Reporter: Muhammad Julian | Editor: Tendi Mahadi
KONTAN.CO.ID - JAKARTA. PT Indonesian Tobacco Tbk membuka opsi untuk menaikkan harga produk tembakau irisnya tahun ini. Pertimbangan tersebut didasari oleh peluang naiknya harga-harga produk substitusi, yakni rokok golongan Sigaret Kretek Mesin (SKM) dan Sigaret Putih Mesin (SPM) pasca penerapan tarif baru cukai hasil tembakau di tahun 2021.

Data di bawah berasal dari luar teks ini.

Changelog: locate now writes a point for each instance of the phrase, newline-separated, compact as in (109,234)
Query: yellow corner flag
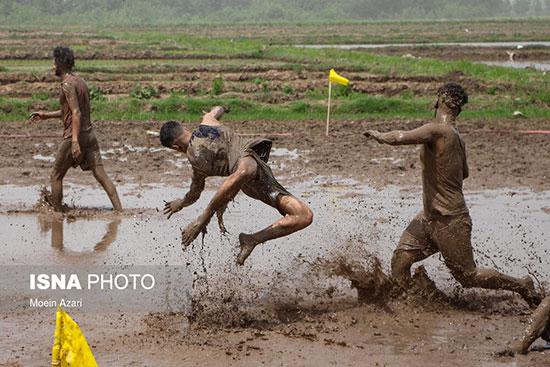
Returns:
(70,348)
(333,77)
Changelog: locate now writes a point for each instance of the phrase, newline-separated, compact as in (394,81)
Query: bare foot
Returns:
(529,294)
(191,232)
(247,246)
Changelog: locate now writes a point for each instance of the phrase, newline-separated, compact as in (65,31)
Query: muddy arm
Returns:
(194,193)
(70,93)
(465,169)
(37,115)
(423,135)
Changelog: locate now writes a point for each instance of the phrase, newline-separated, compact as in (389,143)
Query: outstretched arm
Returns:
(194,193)
(465,169)
(425,134)
(37,115)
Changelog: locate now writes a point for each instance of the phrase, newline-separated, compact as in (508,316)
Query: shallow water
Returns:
(542,66)
(442,44)
(510,231)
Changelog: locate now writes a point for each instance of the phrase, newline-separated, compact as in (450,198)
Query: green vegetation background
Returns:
(127,12)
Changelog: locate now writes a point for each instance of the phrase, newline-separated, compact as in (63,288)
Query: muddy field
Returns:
(312,317)
(293,303)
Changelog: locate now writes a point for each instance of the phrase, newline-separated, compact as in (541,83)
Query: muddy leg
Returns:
(454,243)
(101,177)
(246,171)
(56,180)
(401,263)
(413,247)
(538,323)
(298,217)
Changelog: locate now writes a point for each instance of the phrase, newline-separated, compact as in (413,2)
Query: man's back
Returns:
(83,99)
(214,150)
(443,170)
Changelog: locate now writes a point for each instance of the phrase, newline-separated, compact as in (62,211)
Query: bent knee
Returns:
(247,168)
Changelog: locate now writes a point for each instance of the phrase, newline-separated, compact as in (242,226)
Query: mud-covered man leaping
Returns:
(215,150)
(79,146)
(444,225)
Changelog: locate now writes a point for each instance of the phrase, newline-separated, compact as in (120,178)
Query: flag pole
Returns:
(328,111)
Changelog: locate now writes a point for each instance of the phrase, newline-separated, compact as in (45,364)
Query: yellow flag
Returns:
(333,77)
(70,348)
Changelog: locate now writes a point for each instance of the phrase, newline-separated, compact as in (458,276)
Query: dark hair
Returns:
(169,131)
(64,57)
(453,95)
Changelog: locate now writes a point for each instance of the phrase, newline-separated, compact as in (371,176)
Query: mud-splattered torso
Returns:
(214,150)
(83,97)
(442,176)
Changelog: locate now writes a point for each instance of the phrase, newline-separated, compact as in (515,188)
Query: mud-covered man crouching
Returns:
(80,145)
(444,225)
(215,150)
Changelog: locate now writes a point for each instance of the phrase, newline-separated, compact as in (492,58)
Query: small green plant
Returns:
(407,94)
(297,68)
(41,96)
(96,93)
(288,89)
(492,90)
(144,92)
(342,91)
(218,86)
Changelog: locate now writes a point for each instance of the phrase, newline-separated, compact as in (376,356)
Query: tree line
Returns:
(128,12)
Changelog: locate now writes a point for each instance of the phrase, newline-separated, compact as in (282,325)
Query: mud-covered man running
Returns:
(444,225)
(215,150)
(80,145)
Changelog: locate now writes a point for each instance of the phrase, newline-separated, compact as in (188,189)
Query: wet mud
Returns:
(298,300)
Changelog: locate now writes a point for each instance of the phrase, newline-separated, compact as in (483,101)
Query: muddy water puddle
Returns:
(542,66)
(442,44)
(351,219)
(511,229)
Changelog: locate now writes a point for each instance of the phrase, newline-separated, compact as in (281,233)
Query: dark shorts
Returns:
(264,186)
(89,148)
(424,234)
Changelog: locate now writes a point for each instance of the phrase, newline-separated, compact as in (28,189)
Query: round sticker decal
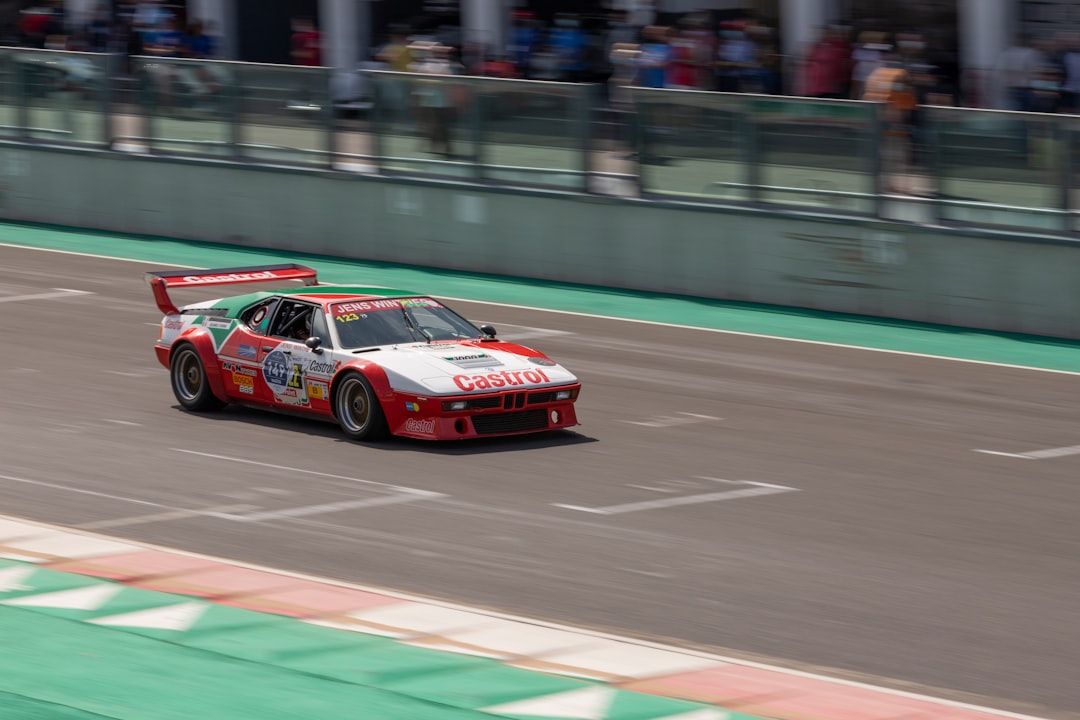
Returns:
(275,371)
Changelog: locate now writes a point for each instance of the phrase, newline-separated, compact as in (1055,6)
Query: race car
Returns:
(378,362)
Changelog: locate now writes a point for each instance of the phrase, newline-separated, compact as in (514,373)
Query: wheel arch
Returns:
(204,345)
(374,374)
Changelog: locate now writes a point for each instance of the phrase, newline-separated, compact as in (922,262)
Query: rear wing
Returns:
(160,282)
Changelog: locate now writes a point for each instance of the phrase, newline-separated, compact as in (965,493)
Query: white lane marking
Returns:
(671,421)
(400,488)
(1038,454)
(61,293)
(525,331)
(1004,454)
(584,633)
(326,507)
(161,517)
(823,343)
(94,493)
(758,489)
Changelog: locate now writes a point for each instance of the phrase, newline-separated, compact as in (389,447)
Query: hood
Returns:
(456,368)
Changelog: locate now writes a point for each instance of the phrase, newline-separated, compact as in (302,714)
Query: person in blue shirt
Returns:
(569,42)
(653,57)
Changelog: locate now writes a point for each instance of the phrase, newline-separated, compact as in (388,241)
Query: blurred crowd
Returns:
(692,51)
(140,27)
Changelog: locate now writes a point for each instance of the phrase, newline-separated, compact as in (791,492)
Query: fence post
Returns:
(478,107)
(747,127)
(584,122)
(1064,138)
(234,112)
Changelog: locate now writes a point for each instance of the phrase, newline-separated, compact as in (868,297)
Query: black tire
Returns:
(358,409)
(190,384)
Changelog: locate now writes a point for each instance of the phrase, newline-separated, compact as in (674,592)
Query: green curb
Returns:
(95,648)
(773,321)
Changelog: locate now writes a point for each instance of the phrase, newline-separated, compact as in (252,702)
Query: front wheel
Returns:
(358,409)
(190,383)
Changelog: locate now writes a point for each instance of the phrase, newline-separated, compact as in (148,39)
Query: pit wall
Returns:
(898,270)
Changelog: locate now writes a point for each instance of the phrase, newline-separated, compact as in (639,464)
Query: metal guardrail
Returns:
(970,166)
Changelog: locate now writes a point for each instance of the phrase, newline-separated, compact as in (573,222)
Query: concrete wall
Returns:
(874,268)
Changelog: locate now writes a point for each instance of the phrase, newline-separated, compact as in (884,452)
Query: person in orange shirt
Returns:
(891,85)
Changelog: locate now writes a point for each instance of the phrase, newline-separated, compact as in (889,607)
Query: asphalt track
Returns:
(808,504)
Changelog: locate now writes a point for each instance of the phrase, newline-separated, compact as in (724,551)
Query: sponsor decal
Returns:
(475,360)
(427,425)
(229,366)
(503,379)
(231,277)
(278,371)
(419,302)
(320,367)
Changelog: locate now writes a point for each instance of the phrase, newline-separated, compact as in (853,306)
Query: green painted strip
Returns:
(173,657)
(939,340)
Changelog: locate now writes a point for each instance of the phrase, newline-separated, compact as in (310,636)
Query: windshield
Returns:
(390,322)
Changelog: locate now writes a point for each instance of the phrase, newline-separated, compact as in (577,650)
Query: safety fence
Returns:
(954,165)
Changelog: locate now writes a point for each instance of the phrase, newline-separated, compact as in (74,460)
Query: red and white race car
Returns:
(375,361)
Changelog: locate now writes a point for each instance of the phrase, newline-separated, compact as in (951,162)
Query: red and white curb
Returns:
(730,683)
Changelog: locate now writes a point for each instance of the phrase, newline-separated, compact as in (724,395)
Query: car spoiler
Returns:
(160,282)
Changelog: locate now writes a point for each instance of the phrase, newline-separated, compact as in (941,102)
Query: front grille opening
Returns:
(510,422)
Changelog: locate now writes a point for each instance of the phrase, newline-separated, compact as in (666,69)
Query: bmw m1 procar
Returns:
(375,361)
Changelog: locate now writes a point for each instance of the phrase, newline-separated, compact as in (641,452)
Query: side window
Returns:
(320,329)
(257,317)
(293,321)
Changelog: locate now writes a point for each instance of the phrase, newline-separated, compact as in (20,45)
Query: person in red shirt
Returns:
(307,43)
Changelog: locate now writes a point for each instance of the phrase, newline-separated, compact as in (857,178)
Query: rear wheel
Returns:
(358,409)
(190,383)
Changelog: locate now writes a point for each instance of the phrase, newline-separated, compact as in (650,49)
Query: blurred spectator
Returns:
(867,56)
(524,37)
(1016,69)
(765,77)
(570,43)
(1045,91)
(435,97)
(37,24)
(891,84)
(397,53)
(653,57)
(150,16)
(737,57)
(683,62)
(306,43)
(1070,69)
(827,66)
(545,63)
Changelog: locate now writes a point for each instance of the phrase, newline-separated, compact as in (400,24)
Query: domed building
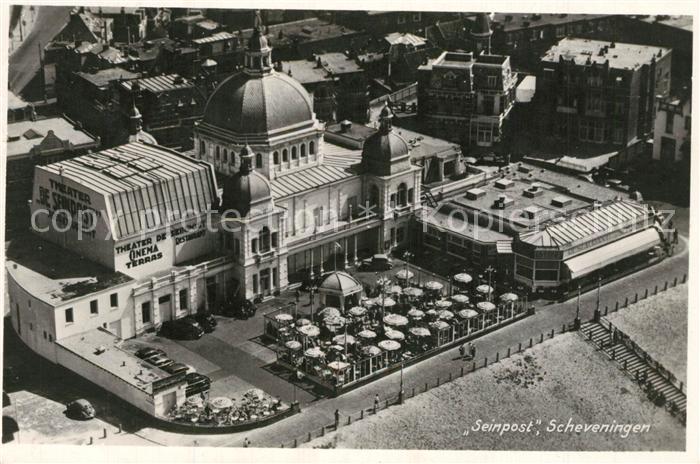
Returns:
(264,109)
(287,213)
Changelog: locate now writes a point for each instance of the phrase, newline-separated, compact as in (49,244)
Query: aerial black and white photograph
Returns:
(348,229)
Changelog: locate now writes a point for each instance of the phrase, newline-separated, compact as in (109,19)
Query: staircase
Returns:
(600,335)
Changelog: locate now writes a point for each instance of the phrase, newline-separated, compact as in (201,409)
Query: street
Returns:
(24,62)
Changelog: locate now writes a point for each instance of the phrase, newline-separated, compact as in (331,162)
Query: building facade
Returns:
(466,98)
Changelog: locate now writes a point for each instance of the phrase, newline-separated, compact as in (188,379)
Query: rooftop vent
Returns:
(474,194)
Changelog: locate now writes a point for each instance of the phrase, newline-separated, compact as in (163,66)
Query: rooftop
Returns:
(308,179)
(515,21)
(157,84)
(103,349)
(54,274)
(618,55)
(679,22)
(24,135)
(103,77)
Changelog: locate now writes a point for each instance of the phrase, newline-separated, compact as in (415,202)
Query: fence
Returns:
(410,391)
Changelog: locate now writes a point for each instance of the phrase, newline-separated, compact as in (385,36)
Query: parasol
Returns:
(415,313)
(389,345)
(309,330)
(420,332)
(485,289)
(293,345)
(314,352)
(413,291)
(404,274)
(338,365)
(395,320)
(357,311)
(443,304)
(486,306)
(467,313)
(394,335)
(439,325)
(342,339)
(463,278)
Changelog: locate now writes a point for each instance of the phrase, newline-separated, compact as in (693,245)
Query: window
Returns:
(146,312)
(669,122)
(183,299)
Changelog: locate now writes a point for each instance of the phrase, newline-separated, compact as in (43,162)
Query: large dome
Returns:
(245,104)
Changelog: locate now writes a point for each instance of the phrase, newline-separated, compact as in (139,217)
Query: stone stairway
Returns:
(599,334)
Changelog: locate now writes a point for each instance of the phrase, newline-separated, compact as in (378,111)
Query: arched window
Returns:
(402,191)
(374,195)
(264,239)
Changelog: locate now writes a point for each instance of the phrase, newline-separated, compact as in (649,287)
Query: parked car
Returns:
(147,352)
(197,383)
(240,308)
(379,262)
(159,360)
(80,409)
(203,321)
(176,368)
(184,328)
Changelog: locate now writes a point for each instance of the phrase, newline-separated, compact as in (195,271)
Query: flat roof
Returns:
(618,55)
(22,136)
(163,83)
(308,179)
(516,21)
(103,77)
(56,275)
(103,349)
(137,177)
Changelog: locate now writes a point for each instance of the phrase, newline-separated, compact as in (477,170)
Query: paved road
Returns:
(24,62)
(320,412)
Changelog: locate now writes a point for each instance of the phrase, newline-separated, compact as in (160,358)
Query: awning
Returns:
(600,257)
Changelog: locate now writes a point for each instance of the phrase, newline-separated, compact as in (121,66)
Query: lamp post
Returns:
(577,321)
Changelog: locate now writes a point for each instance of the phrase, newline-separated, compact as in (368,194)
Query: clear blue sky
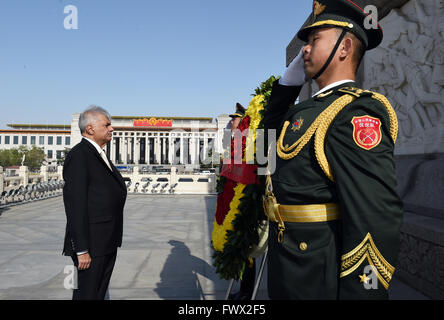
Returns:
(139,57)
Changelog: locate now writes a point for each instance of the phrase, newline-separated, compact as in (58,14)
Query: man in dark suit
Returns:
(94,196)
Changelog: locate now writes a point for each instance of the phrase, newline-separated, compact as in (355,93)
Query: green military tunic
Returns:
(331,259)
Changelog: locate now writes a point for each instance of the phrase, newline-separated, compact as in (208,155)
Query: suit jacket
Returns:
(94,197)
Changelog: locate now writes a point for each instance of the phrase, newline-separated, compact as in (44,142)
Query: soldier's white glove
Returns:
(295,73)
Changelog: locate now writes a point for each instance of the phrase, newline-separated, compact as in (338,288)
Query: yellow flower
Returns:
(219,236)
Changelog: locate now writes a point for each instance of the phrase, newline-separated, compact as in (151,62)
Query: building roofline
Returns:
(36,131)
(169,118)
(48,126)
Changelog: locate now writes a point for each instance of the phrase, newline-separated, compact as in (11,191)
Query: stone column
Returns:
(170,149)
(125,150)
(137,151)
(157,149)
(181,150)
(205,148)
(112,152)
(147,150)
(44,173)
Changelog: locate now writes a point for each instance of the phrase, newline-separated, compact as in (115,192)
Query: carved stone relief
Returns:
(408,67)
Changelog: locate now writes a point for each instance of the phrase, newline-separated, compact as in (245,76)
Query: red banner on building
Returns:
(152,122)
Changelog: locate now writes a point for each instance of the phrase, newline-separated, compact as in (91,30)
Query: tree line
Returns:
(33,157)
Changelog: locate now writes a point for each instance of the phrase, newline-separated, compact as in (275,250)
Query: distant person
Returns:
(94,196)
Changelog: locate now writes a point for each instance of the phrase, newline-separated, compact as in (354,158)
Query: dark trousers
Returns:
(93,282)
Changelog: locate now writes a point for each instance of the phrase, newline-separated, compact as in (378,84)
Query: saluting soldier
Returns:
(332,201)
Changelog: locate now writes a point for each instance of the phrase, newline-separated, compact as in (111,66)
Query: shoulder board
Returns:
(356,91)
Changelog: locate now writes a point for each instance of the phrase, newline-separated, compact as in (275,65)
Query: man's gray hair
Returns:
(89,116)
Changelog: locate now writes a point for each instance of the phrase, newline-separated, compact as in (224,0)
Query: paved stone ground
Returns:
(165,252)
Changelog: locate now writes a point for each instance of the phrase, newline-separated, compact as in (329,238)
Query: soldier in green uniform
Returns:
(332,202)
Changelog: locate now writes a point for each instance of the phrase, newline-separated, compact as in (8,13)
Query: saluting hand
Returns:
(84,261)
(295,73)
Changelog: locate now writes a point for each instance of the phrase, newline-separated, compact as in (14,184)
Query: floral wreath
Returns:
(239,210)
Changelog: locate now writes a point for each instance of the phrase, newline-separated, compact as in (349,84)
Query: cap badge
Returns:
(318,8)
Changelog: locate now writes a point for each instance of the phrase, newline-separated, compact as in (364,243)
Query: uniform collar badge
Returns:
(367,131)
(296,126)
(322,95)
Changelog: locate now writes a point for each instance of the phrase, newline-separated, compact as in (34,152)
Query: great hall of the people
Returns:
(137,140)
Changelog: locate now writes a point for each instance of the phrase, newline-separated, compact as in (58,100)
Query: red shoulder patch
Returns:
(366,131)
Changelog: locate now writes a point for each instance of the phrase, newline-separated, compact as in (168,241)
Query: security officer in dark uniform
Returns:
(332,202)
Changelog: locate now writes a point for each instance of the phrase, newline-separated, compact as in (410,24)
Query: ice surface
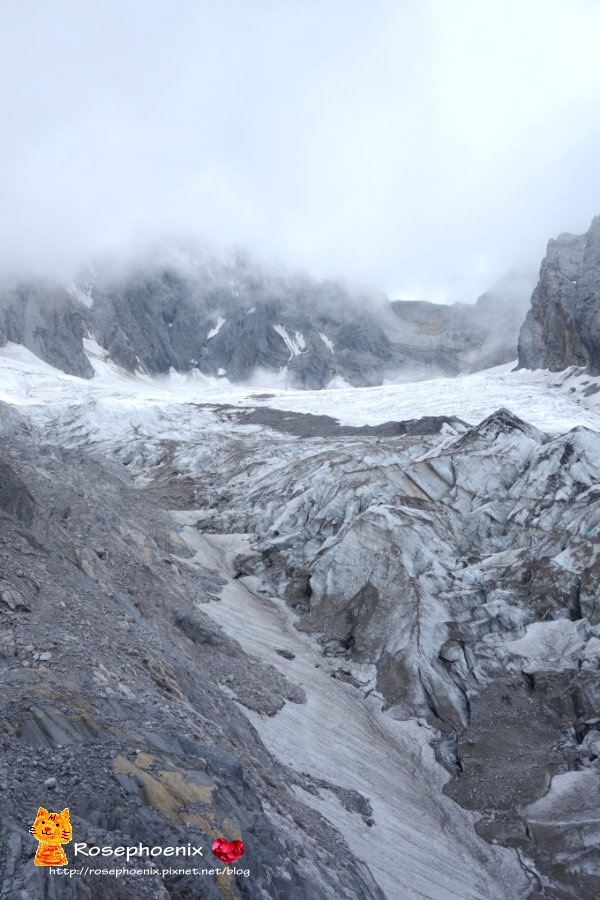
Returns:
(421,845)
(27,380)
(214,331)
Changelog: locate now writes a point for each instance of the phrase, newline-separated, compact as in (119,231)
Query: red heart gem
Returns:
(228,851)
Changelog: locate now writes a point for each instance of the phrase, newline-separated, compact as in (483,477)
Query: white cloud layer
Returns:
(423,147)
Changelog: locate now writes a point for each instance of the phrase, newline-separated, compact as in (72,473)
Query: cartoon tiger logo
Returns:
(51,830)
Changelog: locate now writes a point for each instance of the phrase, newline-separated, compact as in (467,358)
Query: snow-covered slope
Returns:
(445,572)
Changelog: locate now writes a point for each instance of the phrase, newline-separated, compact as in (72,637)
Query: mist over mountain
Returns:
(231,316)
(300,450)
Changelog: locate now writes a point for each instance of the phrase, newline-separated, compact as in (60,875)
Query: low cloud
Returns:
(422,148)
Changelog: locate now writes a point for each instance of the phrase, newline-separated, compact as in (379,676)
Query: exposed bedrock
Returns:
(562,327)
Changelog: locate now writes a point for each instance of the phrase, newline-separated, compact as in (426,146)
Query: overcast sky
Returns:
(423,147)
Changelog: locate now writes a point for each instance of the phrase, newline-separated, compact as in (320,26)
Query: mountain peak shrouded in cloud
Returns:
(398,144)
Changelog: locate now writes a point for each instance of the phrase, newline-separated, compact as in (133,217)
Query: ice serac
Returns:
(562,328)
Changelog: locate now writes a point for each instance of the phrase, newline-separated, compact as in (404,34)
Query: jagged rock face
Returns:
(47,320)
(562,327)
(235,319)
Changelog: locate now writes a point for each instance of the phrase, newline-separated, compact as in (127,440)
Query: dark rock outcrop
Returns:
(235,318)
(562,327)
(49,322)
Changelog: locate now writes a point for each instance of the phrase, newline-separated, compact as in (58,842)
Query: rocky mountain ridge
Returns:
(562,328)
(232,318)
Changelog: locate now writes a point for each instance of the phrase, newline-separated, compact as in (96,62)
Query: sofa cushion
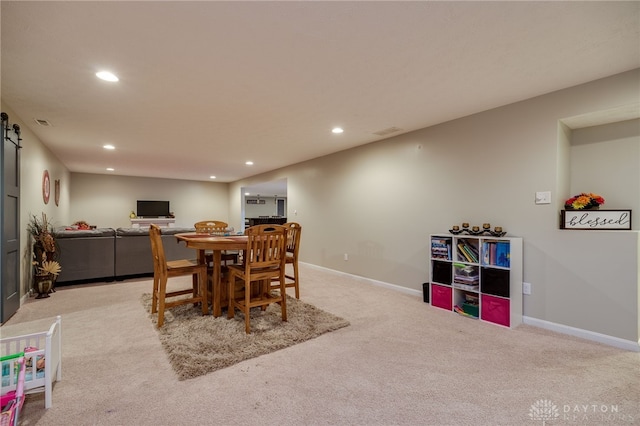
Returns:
(84,233)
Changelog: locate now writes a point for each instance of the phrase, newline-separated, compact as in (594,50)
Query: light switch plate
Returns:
(543,197)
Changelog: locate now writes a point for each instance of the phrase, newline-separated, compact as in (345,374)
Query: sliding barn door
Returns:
(10,229)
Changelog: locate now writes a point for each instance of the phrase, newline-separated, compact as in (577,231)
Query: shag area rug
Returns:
(198,345)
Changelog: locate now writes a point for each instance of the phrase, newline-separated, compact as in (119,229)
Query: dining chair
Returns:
(264,260)
(215,227)
(163,270)
(294,230)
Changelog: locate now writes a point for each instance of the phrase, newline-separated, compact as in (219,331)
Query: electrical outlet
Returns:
(543,197)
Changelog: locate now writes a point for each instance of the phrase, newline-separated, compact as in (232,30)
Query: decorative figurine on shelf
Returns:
(475,230)
(584,201)
(455,230)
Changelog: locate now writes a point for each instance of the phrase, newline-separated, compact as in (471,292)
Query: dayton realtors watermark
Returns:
(548,412)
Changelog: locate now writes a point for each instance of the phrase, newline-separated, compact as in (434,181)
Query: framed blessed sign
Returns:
(595,219)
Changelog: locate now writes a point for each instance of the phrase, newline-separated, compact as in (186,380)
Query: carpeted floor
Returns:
(399,362)
(198,345)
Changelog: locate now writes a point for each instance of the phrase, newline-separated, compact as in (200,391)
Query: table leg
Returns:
(202,261)
(216,296)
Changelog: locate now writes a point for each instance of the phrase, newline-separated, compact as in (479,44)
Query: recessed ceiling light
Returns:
(106,76)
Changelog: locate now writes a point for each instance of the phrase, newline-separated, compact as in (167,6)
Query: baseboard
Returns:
(617,342)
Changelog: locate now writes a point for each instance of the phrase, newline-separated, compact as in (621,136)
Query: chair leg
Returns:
(283,295)
(231,301)
(162,293)
(202,281)
(247,301)
(297,280)
(195,284)
(154,297)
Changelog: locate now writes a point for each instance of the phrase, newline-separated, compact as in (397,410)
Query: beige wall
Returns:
(380,202)
(35,159)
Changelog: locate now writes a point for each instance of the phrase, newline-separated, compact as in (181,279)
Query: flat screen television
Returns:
(153,208)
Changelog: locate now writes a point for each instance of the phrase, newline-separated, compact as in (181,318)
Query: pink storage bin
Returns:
(495,309)
(441,296)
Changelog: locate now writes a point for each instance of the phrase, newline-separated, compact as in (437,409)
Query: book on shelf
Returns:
(468,287)
(467,252)
(496,253)
(441,248)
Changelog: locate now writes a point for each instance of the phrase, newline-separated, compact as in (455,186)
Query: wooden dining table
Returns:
(217,244)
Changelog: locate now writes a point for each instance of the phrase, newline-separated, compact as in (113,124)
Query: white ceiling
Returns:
(205,86)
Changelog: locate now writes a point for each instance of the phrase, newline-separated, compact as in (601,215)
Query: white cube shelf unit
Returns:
(477,276)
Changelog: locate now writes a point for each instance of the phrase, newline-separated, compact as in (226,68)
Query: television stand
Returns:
(162,222)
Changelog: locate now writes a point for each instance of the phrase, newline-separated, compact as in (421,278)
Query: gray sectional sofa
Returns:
(107,254)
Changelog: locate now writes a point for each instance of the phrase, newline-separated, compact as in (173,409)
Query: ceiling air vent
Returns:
(42,122)
(387,131)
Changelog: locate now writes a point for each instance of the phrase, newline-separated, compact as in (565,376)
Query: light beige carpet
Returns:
(197,344)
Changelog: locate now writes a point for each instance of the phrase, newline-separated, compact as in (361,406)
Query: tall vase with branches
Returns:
(46,267)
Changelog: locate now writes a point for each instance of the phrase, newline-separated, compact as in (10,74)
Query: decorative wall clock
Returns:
(46,187)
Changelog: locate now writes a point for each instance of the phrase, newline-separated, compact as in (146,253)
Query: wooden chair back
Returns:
(294,230)
(264,261)
(157,251)
(163,270)
(266,246)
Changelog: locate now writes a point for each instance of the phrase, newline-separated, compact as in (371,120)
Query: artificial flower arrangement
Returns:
(583,201)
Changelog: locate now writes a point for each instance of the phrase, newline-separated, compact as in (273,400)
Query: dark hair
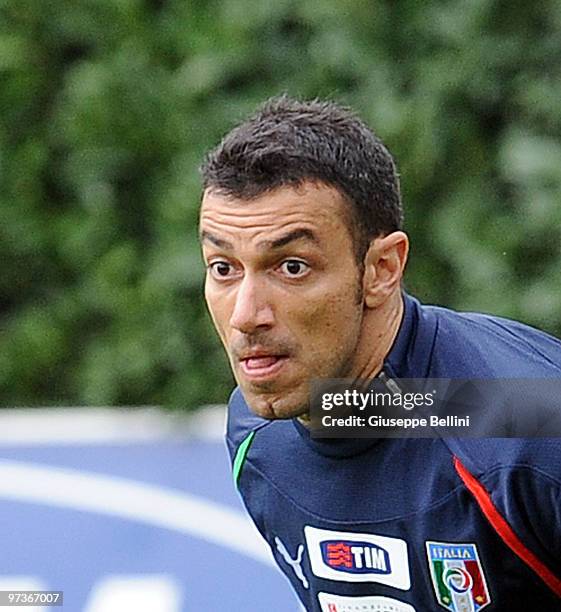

Direktur Utama Indonesian Tobacco Djonny Saksono memperkirakan, kenaikan harga produk tembakau iris perusahaan akan berkisar kurang lebih 5%, lebih rendah dari rata-rata kenaikan tarif cukai SKM dan SPM. Langkah ini diproyeksi bisa meningkatkan profitabilitas perusahaan, namun realisasinya masih akan didasarkan pada pengamatan perusahaan atas kondisi pasar terlebih dahulu.
“Kita akan memonitor dulu harga-harga rokok di pasar, apakah harga-harga rokok sudah naik? Ataukah produsen-produsen rokok masih menahan harga? Kita harus hati2 dan tidak bisa gegabah,” kata Djonny kepada Kontan.co.id, Senin (8/2).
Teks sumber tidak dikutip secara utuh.